When adjusting for variables, notifications were associated with a higher rate of referral (HR = 1.43). Variables associated with a lower chance of specialist referral included age over 80 years (HR = 0.67; 95%), mean aortic valve gradient under 40 mmHg (HR = 0.28), asymptomatic (HR = 0.4), and outpatient TTE (HR = 0.78).
Subgroup Specifics
Across all subgroups analyzed, notifications improved the rates of referrals to specialists for patients with possible severe AS.
Among a subgroup of symptomatic patients, electronic notifications were associated with higher referral rates (66.8% vs 56.3% in control arm) by both unadjusted and adjusted analysis (HR = 1.27). They also had a two-fold higher chance of referral in the notification arm when cared for by non-cardiac providers (HR = 2.04) in unadjusted analyses.
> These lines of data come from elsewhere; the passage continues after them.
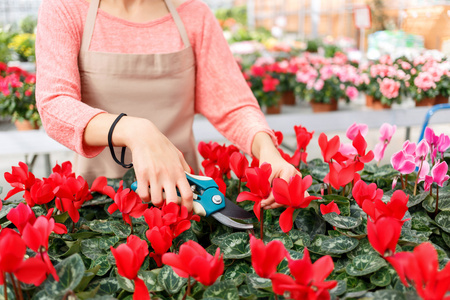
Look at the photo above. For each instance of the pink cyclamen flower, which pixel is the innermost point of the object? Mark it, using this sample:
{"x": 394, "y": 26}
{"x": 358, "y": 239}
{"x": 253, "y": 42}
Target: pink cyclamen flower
{"x": 425, "y": 81}
{"x": 389, "y": 88}
{"x": 353, "y": 130}
{"x": 438, "y": 175}
{"x": 351, "y": 92}
{"x": 386, "y": 133}
{"x": 402, "y": 162}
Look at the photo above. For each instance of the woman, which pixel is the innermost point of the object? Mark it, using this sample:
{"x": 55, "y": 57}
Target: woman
{"x": 160, "y": 63}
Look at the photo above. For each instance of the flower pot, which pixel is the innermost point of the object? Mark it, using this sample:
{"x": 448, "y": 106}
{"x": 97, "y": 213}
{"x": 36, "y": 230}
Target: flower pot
{"x": 288, "y": 98}
{"x": 324, "y": 107}
{"x": 426, "y": 102}
{"x": 441, "y": 99}
{"x": 369, "y": 101}
{"x": 25, "y": 125}
{"x": 377, "y": 105}
{"x": 273, "y": 110}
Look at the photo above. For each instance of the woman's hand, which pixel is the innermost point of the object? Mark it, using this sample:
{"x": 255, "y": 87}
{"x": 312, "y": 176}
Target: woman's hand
{"x": 264, "y": 149}
{"x": 157, "y": 162}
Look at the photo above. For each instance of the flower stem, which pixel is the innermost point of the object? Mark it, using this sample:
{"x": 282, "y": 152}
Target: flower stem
{"x": 437, "y": 200}
{"x": 403, "y": 182}
{"x": 188, "y": 290}
{"x": 261, "y": 219}
{"x": 16, "y": 291}
{"x": 5, "y": 288}
{"x": 239, "y": 186}
{"x": 417, "y": 178}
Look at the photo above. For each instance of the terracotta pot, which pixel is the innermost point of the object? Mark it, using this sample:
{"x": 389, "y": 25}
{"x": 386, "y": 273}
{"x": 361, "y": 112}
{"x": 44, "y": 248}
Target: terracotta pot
{"x": 324, "y": 107}
{"x": 25, "y": 125}
{"x": 426, "y": 102}
{"x": 273, "y": 110}
{"x": 288, "y": 98}
{"x": 441, "y": 99}
{"x": 377, "y": 105}
{"x": 369, "y": 101}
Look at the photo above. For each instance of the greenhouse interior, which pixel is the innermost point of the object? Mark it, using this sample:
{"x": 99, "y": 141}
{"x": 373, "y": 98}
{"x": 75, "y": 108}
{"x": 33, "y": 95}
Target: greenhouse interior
{"x": 292, "y": 149}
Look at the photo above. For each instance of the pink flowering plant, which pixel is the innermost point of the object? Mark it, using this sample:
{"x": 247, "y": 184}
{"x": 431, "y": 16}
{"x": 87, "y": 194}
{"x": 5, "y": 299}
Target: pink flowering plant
{"x": 385, "y": 81}
{"x": 344, "y": 230}
{"x": 322, "y": 80}
{"x": 17, "y": 94}
{"x": 430, "y": 78}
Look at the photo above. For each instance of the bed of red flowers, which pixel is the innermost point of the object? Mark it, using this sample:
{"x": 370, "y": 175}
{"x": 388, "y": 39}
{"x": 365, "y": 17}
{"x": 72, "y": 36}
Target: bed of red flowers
{"x": 361, "y": 231}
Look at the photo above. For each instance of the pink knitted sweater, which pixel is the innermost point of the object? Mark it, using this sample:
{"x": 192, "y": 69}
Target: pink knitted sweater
{"x": 222, "y": 94}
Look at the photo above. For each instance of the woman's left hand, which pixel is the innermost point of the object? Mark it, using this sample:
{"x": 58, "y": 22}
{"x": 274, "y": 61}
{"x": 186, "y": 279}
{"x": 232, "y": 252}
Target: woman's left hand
{"x": 264, "y": 149}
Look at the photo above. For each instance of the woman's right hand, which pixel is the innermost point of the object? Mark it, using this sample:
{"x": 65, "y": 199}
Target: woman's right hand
{"x": 157, "y": 162}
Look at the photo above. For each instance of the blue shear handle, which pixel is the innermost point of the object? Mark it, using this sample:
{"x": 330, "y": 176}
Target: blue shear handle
{"x": 211, "y": 200}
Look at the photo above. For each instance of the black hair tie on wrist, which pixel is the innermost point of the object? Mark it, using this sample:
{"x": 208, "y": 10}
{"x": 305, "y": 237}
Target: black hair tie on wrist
{"x": 111, "y": 148}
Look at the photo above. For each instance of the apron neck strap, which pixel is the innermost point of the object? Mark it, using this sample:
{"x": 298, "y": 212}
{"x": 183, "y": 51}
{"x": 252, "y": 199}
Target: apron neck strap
{"x": 180, "y": 25}
{"x": 89, "y": 25}
{"x": 92, "y": 14}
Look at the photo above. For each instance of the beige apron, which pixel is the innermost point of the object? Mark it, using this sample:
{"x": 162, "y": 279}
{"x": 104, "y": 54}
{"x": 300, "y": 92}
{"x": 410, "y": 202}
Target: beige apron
{"x": 159, "y": 87}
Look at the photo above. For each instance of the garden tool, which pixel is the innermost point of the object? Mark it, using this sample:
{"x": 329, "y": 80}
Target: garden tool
{"x": 209, "y": 201}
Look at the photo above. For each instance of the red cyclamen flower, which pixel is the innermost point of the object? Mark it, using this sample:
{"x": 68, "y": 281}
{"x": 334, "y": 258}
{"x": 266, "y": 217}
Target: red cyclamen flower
{"x": 308, "y": 281}
{"x": 193, "y": 260}
{"x": 383, "y": 234}
{"x": 259, "y": 185}
{"x": 293, "y": 196}
{"x": 329, "y": 208}
{"x": 328, "y": 148}
{"x": 21, "y": 180}
{"x": 362, "y": 192}
{"x": 12, "y": 254}
{"x": 239, "y": 164}
{"x": 129, "y": 258}
{"x": 266, "y": 258}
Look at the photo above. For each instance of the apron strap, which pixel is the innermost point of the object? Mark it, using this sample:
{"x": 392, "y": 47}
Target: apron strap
{"x": 89, "y": 25}
{"x": 92, "y": 14}
{"x": 178, "y": 22}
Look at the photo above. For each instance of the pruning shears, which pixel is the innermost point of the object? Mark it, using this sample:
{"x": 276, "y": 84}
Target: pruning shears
{"x": 209, "y": 201}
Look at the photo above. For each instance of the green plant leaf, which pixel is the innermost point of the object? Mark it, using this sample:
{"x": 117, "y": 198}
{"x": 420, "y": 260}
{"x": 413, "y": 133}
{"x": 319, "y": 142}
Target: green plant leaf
{"x": 100, "y": 226}
{"x": 342, "y": 221}
{"x": 171, "y": 282}
{"x": 388, "y": 295}
{"x": 382, "y": 277}
{"x": 104, "y": 264}
{"x": 120, "y": 229}
{"x": 70, "y": 271}
{"x": 236, "y": 272}
{"x": 222, "y": 290}
{"x": 443, "y": 220}
{"x": 256, "y": 282}
{"x": 365, "y": 264}
{"x": 310, "y": 222}
{"x": 236, "y": 246}
{"x": 364, "y": 247}
{"x": 339, "y": 245}
{"x": 151, "y": 280}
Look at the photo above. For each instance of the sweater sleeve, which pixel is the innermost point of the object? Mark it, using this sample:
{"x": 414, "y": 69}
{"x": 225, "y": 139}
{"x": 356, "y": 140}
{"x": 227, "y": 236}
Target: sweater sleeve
{"x": 222, "y": 94}
{"x": 58, "y": 95}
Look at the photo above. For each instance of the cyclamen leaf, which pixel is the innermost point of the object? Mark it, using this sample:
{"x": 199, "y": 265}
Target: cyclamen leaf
{"x": 339, "y": 245}
{"x": 171, "y": 282}
{"x": 365, "y": 264}
{"x": 342, "y": 221}
{"x": 70, "y": 271}
{"x": 236, "y": 246}
{"x": 222, "y": 290}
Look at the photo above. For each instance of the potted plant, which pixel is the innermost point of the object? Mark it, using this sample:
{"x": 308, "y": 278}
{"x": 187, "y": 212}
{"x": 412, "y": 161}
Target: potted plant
{"x": 17, "y": 97}
{"x": 265, "y": 88}
{"x": 326, "y": 84}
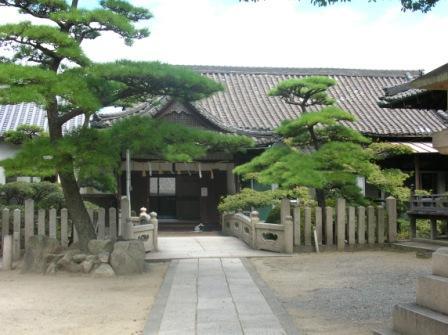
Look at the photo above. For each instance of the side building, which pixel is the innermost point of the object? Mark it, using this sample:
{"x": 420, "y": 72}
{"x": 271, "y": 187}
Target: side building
{"x": 188, "y": 193}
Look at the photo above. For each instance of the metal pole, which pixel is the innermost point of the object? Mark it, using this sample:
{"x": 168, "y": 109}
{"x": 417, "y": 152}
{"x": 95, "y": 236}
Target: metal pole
{"x": 128, "y": 176}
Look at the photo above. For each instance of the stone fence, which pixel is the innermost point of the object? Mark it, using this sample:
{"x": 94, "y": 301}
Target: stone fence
{"x": 306, "y": 228}
{"x": 19, "y": 226}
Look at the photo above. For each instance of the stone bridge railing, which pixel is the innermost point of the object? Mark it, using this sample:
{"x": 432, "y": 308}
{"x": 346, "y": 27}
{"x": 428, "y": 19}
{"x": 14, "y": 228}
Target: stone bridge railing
{"x": 260, "y": 235}
{"x": 18, "y": 226}
{"x": 306, "y": 228}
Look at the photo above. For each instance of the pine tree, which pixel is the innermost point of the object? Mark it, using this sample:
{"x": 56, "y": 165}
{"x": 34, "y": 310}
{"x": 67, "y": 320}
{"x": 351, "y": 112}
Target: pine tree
{"x": 319, "y": 150}
{"x": 45, "y": 64}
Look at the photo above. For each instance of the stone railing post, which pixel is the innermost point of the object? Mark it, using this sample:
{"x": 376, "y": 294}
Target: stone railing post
{"x": 16, "y": 234}
{"x": 289, "y": 235}
{"x": 307, "y": 227}
{"x": 153, "y": 219}
{"x": 391, "y": 208}
{"x": 340, "y": 223}
{"x": 285, "y": 210}
{"x": 329, "y": 226}
{"x": 7, "y": 252}
{"x": 254, "y": 219}
{"x": 296, "y": 224}
{"x": 5, "y": 222}
{"x": 125, "y": 219}
{"x": 29, "y": 220}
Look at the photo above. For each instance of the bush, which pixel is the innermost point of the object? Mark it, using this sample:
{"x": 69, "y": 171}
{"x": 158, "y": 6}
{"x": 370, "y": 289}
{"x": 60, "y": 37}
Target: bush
{"x": 15, "y": 193}
{"x": 45, "y": 195}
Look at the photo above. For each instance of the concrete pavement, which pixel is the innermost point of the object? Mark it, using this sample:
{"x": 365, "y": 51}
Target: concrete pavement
{"x": 213, "y": 296}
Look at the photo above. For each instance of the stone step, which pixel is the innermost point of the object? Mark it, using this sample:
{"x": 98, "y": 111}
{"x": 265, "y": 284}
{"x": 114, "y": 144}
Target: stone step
{"x": 432, "y": 293}
{"x": 411, "y": 319}
{"x": 440, "y": 262}
{"x": 385, "y": 331}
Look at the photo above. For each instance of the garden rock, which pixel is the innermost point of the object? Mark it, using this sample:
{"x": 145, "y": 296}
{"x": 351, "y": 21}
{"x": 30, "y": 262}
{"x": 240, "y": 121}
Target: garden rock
{"x": 37, "y": 251}
{"x": 51, "y": 269}
{"x": 104, "y": 257}
{"x": 79, "y": 258}
{"x": 104, "y": 270}
{"x": 87, "y": 266}
{"x": 98, "y": 246}
{"x": 128, "y": 257}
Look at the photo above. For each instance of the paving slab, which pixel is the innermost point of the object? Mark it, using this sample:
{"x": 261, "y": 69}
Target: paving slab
{"x": 184, "y": 247}
{"x": 212, "y": 296}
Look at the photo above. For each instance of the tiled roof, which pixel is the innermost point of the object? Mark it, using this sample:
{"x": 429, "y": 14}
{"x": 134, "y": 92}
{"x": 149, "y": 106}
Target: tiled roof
{"x": 12, "y": 116}
{"x": 245, "y": 103}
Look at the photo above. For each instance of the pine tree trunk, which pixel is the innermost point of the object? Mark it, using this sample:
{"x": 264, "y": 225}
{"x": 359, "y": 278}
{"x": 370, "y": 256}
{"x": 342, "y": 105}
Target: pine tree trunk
{"x": 76, "y": 208}
{"x": 73, "y": 200}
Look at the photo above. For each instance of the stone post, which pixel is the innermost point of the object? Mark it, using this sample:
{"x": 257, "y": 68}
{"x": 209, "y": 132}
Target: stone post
{"x": 16, "y": 234}
{"x": 112, "y": 223}
{"x": 351, "y": 226}
{"x": 5, "y": 222}
{"x": 125, "y": 218}
{"x": 289, "y": 235}
{"x": 52, "y": 223}
{"x": 307, "y": 228}
{"x": 64, "y": 227}
{"x": 340, "y": 223}
{"x": 254, "y": 219}
{"x": 285, "y": 210}
{"x": 318, "y": 214}
{"x": 41, "y": 222}
{"x": 361, "y": 225}
{"x": 380, "y": 228}
{"x": 7, "y": 252}
{"x": 155, "y": 222}
{"x": 29, "y": 220}
{"x": 391, "y": 208}
{"x": 296, "y": 218}
{"x": 371, "y": 227}
{"x": 329, "y": 226}
{"x": 101, "y": 234}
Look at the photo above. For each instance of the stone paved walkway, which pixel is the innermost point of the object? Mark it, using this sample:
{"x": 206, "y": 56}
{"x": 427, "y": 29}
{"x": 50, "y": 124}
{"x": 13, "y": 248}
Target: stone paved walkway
{"x": 211, "y": 296}
{"x": 184, "y": 247}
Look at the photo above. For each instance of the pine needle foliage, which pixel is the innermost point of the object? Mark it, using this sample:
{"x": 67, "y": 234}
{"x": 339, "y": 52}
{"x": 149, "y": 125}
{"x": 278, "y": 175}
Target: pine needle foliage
{"x": 97, "y": 153}
{"x": 44, "y": 63}
{"x": 319, "y": 150}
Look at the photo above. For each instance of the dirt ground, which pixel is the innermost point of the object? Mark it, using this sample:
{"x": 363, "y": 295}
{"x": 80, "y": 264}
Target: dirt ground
{"x": 67, "y": 304}
{"x": 342, "y": 293}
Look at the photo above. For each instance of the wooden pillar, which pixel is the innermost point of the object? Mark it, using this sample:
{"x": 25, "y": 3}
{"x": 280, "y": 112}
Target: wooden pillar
{"x": 231, "y": 185}
{"x": 418, "y": 185}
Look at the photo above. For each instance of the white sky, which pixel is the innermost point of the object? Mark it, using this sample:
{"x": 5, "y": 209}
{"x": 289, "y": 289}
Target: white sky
{"x": 283, "y": 33}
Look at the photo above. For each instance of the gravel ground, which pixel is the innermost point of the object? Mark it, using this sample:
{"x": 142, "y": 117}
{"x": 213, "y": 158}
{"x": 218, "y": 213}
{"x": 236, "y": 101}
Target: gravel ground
{"x": 75, "y": 304}
{"x": 342, "y": 293}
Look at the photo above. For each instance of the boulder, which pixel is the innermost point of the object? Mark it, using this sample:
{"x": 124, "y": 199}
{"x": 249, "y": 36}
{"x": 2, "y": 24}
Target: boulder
{"x": 87, "y": 266}
{"x": 128, "y": 257}
{"x": 104, "y": 257}
{"x": 98, "y": 246}
{"x": 79, "y": 258}
{"x": 51, "y": 269}
{"x": 104, "y": 270}
{"x": 36, "y": 254}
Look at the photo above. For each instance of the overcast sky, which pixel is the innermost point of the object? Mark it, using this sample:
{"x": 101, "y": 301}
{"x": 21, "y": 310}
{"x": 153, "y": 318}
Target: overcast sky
{"x": 282, "y": 33}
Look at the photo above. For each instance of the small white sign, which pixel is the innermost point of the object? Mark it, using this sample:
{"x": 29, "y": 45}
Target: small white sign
{"x": 204, "y": 192}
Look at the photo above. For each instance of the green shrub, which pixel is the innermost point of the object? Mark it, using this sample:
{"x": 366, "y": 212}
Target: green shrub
{"x": 43, "y": 189}
{"x": 16, "y": 192}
A subgroup of patients with high mean aortic valve gradient had higher rates of referral with electronic notification than with usual care (81.4% vs 63.8%). Specifically, among patients cared for by primary care physicians or other non-cardiac specialists, the likelihood of referral was much higher (HR = 2.39) compared with by cardiologist care (HR = 1.4).
In patients with low mean aortic valve gradient, comparatively, referral rates were also higher with electronic notification than with usual care (45.8% vs 33.3%) across all provider specialties. Differences in referral rates were insignificant for patients with low gradient severe AS who were cared for by primary care physicians or other non-cardiac specialists (HR = 1.54).
Notably, patients who underwent TTE in an inpatient setting were considerably more likely to receive a referral for AVR with notifications than without (60% vs 39.8%). Differences in the outpatient setting were considered not statistically significant.
Dr. Tanguturi noted that there were marked increases for the historically under-treated subgroup of female patients, elderly patients, and inpatients. "It's very possible that these notifications help with communication across these discreet episodes of care," she said.